Они были у цели.
Граф невольно отодвинулся на самый конец лодки, хотя лодочник самым приветливым голосом повторял ему:
— Приехали, сударь.
Монте-Кристо вспомнил, как на этом самом месте, по этой скалистой тропе волокла его стража и как его подгоняли острием штыка.
Некогда этот путь показался Дантесу бесконечным — Монте-Кристо нашел его очень коротким; каждый взмах весла, вместе с брызгами воды, рождал миллионы мыслей и воспоминаний.

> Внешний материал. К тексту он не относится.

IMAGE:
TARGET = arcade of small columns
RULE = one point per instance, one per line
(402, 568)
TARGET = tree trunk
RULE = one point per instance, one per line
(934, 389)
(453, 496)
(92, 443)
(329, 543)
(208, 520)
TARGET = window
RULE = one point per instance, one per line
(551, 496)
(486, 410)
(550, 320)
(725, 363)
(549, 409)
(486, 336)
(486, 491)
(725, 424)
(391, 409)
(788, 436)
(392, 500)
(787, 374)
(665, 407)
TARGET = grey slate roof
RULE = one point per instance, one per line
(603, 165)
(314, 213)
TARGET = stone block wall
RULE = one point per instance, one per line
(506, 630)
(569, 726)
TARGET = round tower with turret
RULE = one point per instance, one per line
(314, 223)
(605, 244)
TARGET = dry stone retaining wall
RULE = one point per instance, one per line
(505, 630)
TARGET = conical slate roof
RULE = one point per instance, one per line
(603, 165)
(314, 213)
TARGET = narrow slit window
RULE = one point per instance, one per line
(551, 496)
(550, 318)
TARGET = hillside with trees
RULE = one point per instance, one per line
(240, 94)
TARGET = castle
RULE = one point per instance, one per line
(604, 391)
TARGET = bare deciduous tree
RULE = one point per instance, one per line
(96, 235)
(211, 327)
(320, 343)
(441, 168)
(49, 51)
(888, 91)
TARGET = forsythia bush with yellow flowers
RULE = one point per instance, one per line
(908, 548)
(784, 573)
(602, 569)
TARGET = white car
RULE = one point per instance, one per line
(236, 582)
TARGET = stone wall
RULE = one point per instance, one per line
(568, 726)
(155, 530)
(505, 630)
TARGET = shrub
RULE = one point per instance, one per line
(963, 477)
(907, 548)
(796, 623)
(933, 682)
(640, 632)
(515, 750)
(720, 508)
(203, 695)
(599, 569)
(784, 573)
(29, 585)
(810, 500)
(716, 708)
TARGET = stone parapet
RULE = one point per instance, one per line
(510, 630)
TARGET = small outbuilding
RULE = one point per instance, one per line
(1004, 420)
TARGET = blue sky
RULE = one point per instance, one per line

Со времени Июльской революции замок Иф уже не был тюрьмой, он превратился в сторожевой пост, назначением которого было препятствовать провозу контрабанды. У входа стоял привратник, поджидая посетителей, приезжающих осматривать этот памятник террора, ставший теперь просто достопримечательностью.
Монте-Кристо знал это и все же, когда он вошел под эти своды, спустился по темной лестнице, когда его провели в подземелье, которое он пожелал осмотреть, мертвенная бледность покрыла его чело и леденящий холод пронизал его сердце.
Граф спросил, не осталось ли здесь какого-нибудь старого тюремщика времен Реставрации, но все они ушли на пенсию или заняли другие должности.
Привратник, который водил его, был здесь только с 1830 года.
Его провели в его собственную темницу.
Он снова увидел тусклый свет, проникавший сквозь узкую отдушину, снова увидел место, где стояла кровать, теперь уже унесенная, а за кроватью, хоть и заделанное, но выделявшееся своими более светлыми камнями, отверстие, пробитое аббатом Фариа.
Монте-Кристо почувствовал, что у него подкашиваются ноги, он пододвинул деревянный табурет и сел.
— Что рассказывают об узниках этого замка, кроме как о Мирабо? — спросил он. — Существуют ли какие-нибудь предания об этих мрачных подземельях, глядя на которые даже не веришь, чтобы люди могли заточить сюда живого человека?
— Да, сударь, — отвечал привратник, — об этой самой камере мне рассказывал тюремщик Антуан.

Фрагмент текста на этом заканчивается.